Australia and New Zealand Banking Group (ANZ) said it is making progress on its regional strategy and its performance remains generally in line with expectations, after unveiling a slight bump in cash profit in the year-to-date.
In the nine months to June 30, ANZ said it made a cash profit of $4.7 billion, an 11% lift on the previous corresponding period.
Statutory profit in the same period was $4.7 billion, a 7% lift on the same nine-month period last year.
In a trading update to the market, ANZ chief executive officer Mike Smith said the lender continued to make steady progress with its super regional strategy and had produced consistent revenue growth with diversification benefits from its exposure to growth markets in Australia and in Asia (see Ian Verrender's Five reasons to hang onto the banks).
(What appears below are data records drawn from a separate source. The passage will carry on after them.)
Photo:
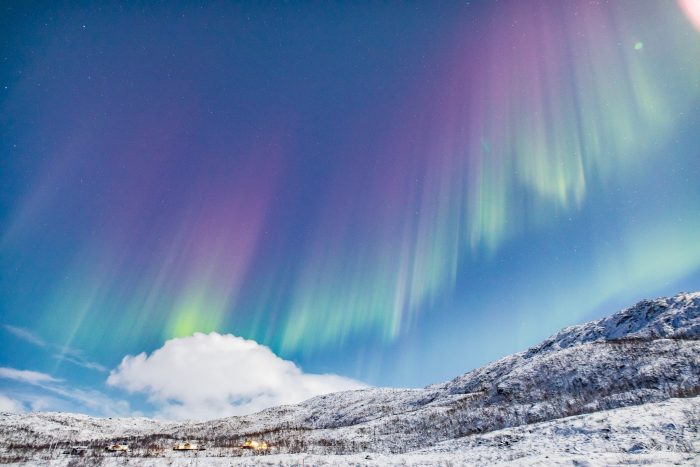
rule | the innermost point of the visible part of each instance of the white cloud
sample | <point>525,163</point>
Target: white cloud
<point>26,376</point>
<point>213,375</point>
<point>10,405</point>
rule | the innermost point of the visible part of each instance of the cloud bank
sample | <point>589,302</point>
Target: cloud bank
<point>213,375</point>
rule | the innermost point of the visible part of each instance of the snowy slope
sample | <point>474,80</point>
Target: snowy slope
<point>645,354</point>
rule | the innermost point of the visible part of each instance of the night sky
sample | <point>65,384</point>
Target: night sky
<point>396,192</point>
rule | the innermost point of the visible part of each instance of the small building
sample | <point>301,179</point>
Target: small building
<point>76,450</point>
<point>254,445</point>
<point>187,446</point>
<point>118,447</point>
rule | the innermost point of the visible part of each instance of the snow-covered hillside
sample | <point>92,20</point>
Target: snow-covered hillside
<point>645,354</point>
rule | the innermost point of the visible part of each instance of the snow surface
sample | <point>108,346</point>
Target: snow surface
<point>613,377</point>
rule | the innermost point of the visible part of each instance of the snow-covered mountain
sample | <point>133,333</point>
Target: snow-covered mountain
<point>646,354</point>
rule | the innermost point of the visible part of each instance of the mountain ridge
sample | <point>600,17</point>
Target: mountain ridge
<point>644,354</point>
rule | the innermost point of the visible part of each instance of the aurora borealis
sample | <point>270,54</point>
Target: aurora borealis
<point>395,192</point>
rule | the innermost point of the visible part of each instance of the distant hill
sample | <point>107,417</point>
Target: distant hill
<point>646,354</point>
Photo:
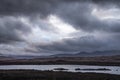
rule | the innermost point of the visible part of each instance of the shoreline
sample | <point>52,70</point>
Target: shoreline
<point>60,63</point>
<point>52,75</point>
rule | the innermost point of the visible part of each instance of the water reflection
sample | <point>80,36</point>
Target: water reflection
<point>70,68</point>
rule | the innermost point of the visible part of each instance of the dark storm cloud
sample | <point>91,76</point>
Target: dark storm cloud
<point>21,7</point>
<point>9,28</point>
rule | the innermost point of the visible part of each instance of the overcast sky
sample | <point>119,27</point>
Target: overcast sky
<point>43,27</point>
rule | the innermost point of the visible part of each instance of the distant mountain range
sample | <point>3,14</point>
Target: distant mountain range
<point>90,54</point>
<point>80,54</point>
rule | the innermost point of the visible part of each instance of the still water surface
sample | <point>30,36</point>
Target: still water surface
<point>71,68</point>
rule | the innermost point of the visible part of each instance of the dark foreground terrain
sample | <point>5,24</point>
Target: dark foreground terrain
<point>103,60</point>
<point>50,75</point>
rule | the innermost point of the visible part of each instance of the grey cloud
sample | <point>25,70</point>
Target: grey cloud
<point>9,28</point>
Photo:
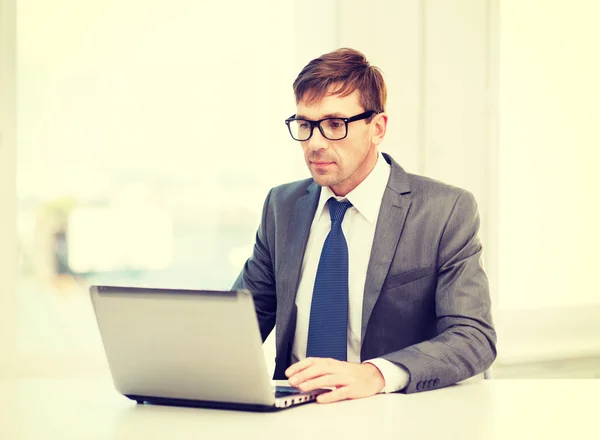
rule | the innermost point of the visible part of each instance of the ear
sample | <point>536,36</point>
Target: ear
<point>378,127</point>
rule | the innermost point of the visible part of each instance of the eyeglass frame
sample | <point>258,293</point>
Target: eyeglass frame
<point>313,124</point>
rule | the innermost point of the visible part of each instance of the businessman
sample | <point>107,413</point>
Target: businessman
<point>370,275</point>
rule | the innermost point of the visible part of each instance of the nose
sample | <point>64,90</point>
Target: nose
<point>317,141</point>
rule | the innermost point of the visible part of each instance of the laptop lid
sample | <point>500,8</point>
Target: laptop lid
<point>185,345</point>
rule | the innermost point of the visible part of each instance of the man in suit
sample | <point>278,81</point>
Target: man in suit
<point>371,275</point>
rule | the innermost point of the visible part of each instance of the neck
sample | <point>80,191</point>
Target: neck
<point>359,175</point>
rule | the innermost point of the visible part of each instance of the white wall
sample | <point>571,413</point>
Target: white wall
<point>8,253</point>
<point>497,97</point>
<point>548,150</point>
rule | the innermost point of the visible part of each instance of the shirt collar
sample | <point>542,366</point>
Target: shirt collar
<point>366,197</point>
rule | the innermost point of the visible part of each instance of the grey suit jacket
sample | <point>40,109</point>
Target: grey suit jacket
<point>426,303</point>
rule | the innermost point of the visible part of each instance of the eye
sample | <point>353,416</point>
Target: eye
<point>335,124</point>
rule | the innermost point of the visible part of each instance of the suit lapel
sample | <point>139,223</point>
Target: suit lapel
<point>293,247</point>
<point>390,222</point>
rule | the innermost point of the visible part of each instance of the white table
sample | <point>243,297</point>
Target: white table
<point>496,409</point>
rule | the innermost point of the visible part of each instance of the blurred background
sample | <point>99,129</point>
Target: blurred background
<point>140,138</point>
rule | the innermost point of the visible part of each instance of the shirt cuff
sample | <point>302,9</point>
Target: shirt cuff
<point>396,377</point>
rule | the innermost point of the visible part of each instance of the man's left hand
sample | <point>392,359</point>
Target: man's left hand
<point>350,381</point>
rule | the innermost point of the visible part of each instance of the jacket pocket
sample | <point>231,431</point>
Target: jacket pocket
<point>408,277</point>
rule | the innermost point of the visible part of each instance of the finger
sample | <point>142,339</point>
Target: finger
<point>336,395</point>
<point>299,366</point>
<point>325,381</point>
<point>318,368</point>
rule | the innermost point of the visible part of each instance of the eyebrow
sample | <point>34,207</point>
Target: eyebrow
<point>328,115</point>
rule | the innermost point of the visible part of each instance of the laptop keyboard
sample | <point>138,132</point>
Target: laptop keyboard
<point>282,391</point>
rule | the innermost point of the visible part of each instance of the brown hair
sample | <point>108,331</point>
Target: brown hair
<point>349,70</point>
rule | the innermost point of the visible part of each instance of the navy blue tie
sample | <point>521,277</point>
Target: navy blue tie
<point>328,326</point>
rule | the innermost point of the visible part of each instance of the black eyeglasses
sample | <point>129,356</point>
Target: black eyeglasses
<point>334,129</point>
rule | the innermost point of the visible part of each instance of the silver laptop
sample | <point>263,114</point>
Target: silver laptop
<point>188,347</point>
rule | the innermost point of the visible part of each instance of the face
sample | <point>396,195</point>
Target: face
<point>341,165</point>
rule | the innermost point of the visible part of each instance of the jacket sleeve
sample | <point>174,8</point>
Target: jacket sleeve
<point>465,344</point>
<point>258,277</point>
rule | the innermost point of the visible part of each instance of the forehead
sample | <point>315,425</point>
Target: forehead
<point>330,105</point>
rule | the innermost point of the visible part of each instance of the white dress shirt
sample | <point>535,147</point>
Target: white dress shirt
<point>359,230</point>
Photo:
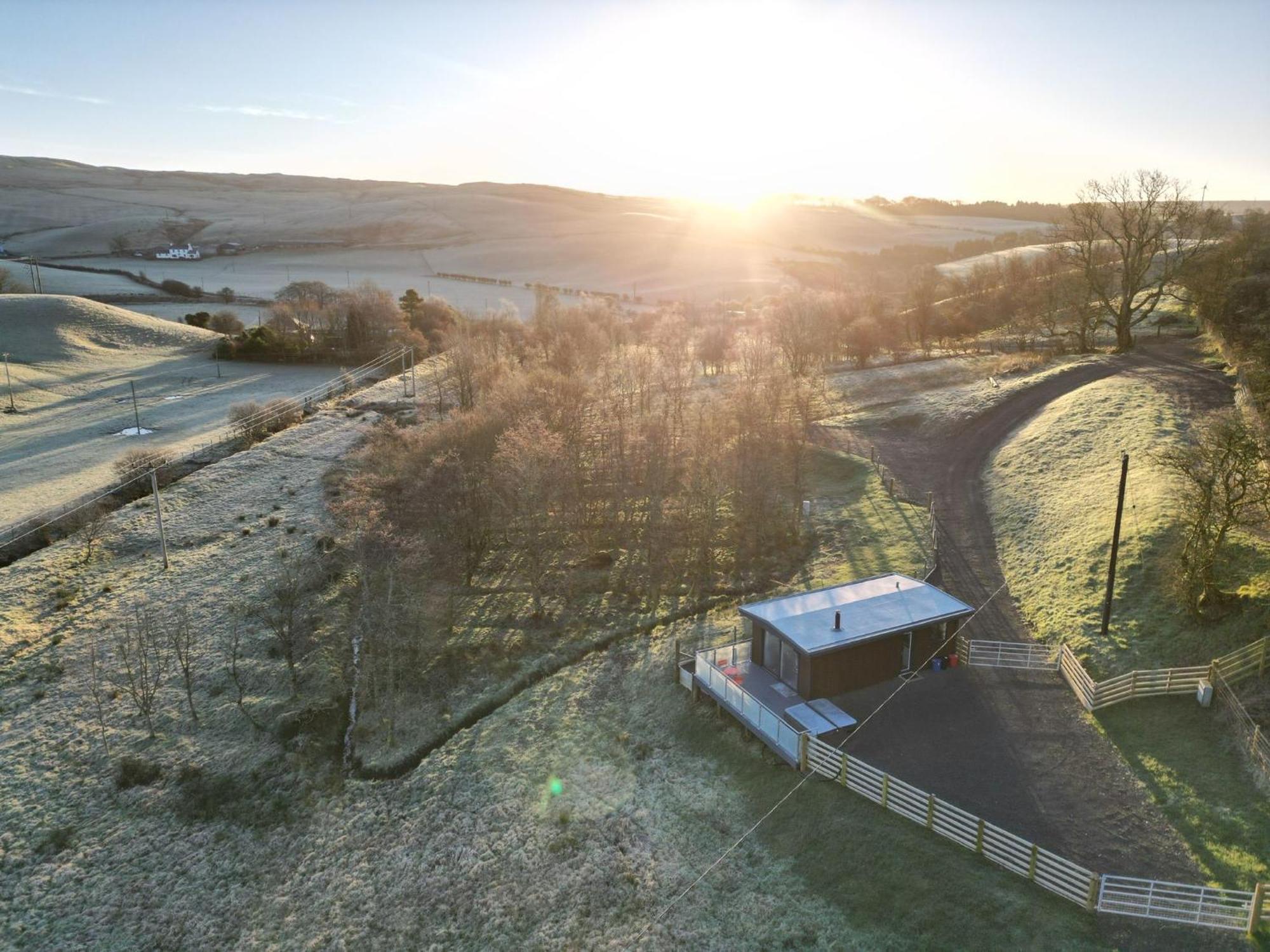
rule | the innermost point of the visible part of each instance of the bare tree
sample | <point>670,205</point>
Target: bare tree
<point>225,323</point>
<point>1224,482</point>
<point>528,477</point>
<point>95,530</point>
<point>284,614</point>
<point>1131,238</point>
<point>182,638</point>
<point>143,657</point>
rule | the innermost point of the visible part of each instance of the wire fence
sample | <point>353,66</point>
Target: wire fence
<point>1097,893</point>
<point>64,516</point>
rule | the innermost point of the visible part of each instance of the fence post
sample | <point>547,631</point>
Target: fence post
<point>1092,901</point>
<point>1255,913</point>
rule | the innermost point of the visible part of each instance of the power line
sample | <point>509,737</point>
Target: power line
<point>247,423</point>
<point>793,790</point>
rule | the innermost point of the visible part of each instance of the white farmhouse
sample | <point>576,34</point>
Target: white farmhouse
<point>180,255</point>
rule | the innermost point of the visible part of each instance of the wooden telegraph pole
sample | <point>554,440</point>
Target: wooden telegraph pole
<point>137,416</point>
<point>8,380</point>
<point>1116,543</point>
<point>163,538</point>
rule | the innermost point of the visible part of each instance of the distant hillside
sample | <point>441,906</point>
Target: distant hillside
<point>41,329</point>
<point>658,248</point>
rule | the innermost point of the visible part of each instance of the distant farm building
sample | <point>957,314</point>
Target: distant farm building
<point>805,653</point>
<point>180,255</point>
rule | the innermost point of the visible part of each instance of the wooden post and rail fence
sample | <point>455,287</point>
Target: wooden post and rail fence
<point>1098,893</point>
<point>1221,673</point>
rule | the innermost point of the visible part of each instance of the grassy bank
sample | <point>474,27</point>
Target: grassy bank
<point>1052,489</point>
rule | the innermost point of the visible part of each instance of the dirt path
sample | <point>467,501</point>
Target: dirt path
<point>1083,802</point>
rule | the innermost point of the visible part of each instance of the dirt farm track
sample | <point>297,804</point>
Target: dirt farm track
<point>1055,779</point>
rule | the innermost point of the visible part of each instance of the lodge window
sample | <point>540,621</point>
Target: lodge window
<point>772,653</point>
<point>789,664</point>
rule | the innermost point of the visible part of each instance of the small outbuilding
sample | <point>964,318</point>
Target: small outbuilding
<point>838,639</point>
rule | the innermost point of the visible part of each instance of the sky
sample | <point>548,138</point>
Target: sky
<point>717,102</point>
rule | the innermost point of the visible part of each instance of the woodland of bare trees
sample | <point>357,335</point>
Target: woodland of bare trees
<point>578,456</point>
<point>1131,238</point>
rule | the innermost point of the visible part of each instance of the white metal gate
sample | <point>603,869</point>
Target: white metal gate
<point>1014,654</point>
<point>1175,903</point>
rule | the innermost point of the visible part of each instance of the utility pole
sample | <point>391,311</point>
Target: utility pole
<point>163,538</point>
<point>137,416</point>
<point>1116,543</point>
<point>10,381</point>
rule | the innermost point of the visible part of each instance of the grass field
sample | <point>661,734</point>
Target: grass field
<point>473,850</point>
<point>1052,489</point>
<point>74,366</point>
<point>857,529</point>
<point>940,393</point>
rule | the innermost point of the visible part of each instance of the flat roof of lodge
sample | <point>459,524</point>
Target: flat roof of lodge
<point>872,609</point>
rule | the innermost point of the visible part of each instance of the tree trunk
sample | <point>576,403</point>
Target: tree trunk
<point>1125,329</point>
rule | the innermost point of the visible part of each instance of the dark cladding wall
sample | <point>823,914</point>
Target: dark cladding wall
<point>860,666</point>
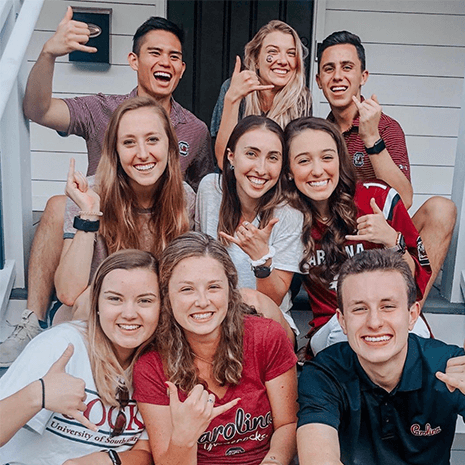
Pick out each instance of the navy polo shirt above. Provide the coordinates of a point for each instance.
(413, 424)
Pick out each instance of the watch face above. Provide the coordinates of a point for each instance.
(262, 271)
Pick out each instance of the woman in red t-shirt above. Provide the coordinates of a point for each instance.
(341, 218)
(220, 385)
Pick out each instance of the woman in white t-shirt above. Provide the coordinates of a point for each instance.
(244, 209)
(68, 396)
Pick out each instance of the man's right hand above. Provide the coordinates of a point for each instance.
(69, 36)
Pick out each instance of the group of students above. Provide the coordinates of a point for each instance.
(189, 335)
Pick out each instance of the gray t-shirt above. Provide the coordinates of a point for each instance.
(285, 237)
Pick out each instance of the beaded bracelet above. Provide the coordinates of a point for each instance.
(43, 392)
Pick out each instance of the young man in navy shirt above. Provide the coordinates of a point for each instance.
(385, 396)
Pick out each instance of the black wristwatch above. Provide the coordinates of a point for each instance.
(377, 148)
(85, 225)
(261, 271)
(400, 246)
(114, 457)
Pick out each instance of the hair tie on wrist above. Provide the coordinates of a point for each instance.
(90, 213)
(262, 261)
(43, 392)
"Overall, ANZ’s performance remains in line with the expectations we had at the end of 2012, with full-year revenue growth slower than last year and ongoing productivity improvements providing positive revenue-cost jaws," Mr Smith said.
At the same time, he said the lender was continuing to actively manage efficiency across the business with a focus on improving productivity and capital utilisation.
"This is allowing us to continue to invest in our growth strategy for the longer term while also improving shareholder returns in the near term," he said.
Smith confident of Aust, Asian outlook
Mr Smith said although the economic outlook in Australia had softened somewhat, there was still cause for greater optimism in the medium term as the effect of lower interest rates, a more competitive currency and the removal of some pre-election uncertainty underpin consumer confidence and economic activity.
But he said concerns about growth in China has been overplayed.
"Although there is a rebalancing taking place in China and there may be volatility associated with this, we need to remember that the world’s second largest economy is still growing at around 7% to 7.5%," Mr Smith said.
Mr Smith noted the biggest change in the macro environment compared to the first half was a 5% decline in the average Australian to US dollar rate.
"While this is positive for the business, it impacts a range of operating ratios and metrics in different ways," he said.